ECLI:NL:CRVB:2024:2432

Centrale Raad van Beroep

Datum uitspraak
11 december 2024
Publicatiedatum
6 januari 2025
Zaaknummer
23/2962 WLZ
Instantie
Centrale Raad van Beroep
Type
Uitspraak
Procedures
  • Hoger beroep
Vindplaatsen
  • Rechtspraak.nl
AI samenvatting door LexboostAutomatisch gegenereerd

Afwijzing van een aanvraag voor 24 uur per dag zorg op grond van de Wet langdurige zorg (Wlz)

In deze zaak heeft appellant, geboren in 1996, op 9 februari 2022 een aanvraag ingediend bij het CIZ voor zorg op grond van de Wet langdurige zorg (Wlz). Het CIZ heeft deze aanvraag afgewezen, omdat niet kon worden vastgesteld dat de behoefte van appellant aan 24 uur per dag zorg in de nabijheid blijvend is. Appellant is het niet eens met deze afwijzing en heeft hoger beroep ingesteld. De Centrale Raad van Beroep heeft de zaak behandeld op een zitting op 30 oktober 2024, waarbij appellant werd vertegenwoordigd door zijn advocaat, mr. J. El Haddouchi, en het CIZ door mr. J.E. Koedood.

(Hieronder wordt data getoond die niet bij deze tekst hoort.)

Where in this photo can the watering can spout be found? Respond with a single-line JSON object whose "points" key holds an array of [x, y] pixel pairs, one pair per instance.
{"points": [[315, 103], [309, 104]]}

De Raad heeft de feiten en omstandigheden van de zaak beoordeeld, waaronder het medisch advies van het CIZ dat concludeerde dat er geen blijvende noodzaak was voor 24 uur per dag zorg. De rechtbank Amsterdam had eerder het beroep van appellant ongegrond verklaard, en de Raad heeft deze uitspraak bevestigd. De Raad oordeelde dat de argumenten van appellant in hoger beroep niet voldoende waren om tot een ander oordeel te komen. De Raad concludeerde dat de afwijzing van de aanvraag om Wlz-zorg in stand blijft, en dat appellant geen recht heeft op vergoeding van proceskosten of griffierecht.

Uitspraak

23/2962 Wlz
Datum uitspraak: 11 december 2024
Centrale Raad van Beroep
Meervoudige kamer
Uitspraak op het hoger beroep tegen de uitspraak van de rechtbank Amsterdam van 8 september 2023, 22/5438 (aangevallen uitspraak)
Partijen:
[appellant] te [woonplaats] (appellant)
het CIZ
SAMENVATTING
Deze zaak gaat over een aanvraag van appellant om zorg op grond van de Wlz. Het CIZ heeft die aanvraag afgewezen omdat niet kan worden vastgesteld of de behoefte van appellant aan 24 uur per dag zorg in de nabijheid blijvend is. Appellant is het daar niet mee eens. Net als de rechtbank stelt de Raad hem niet in het gelijk.

PROCESVERLOOP

Namens appellant heeft mr. J. El Haddouchi, advocaat, hoger beroep ingesteld. Het CIZ heeft een verweerschrift ingediend.
De Raad heeft de zaak behandeld op een zitting van 30 oktober 2024. Voor appellant is mr. El Haddouchi verschenen. Het CIZ heeft zich laten vertegenwoordigen door mr. J.E. Koedood.

OVERWEGINGEN

Inleiding

1. Bij de beoordeling van het hoger beroep zijn de volgende feiten en omstandigheden van belang.
1.1.
Appellant, geboren in 1996, heeft op 9 februari 2022 bij het CIZ een aanvraag ingediend voor zorg op grond van de Wet langdurige zorg (Wlz).
1.2.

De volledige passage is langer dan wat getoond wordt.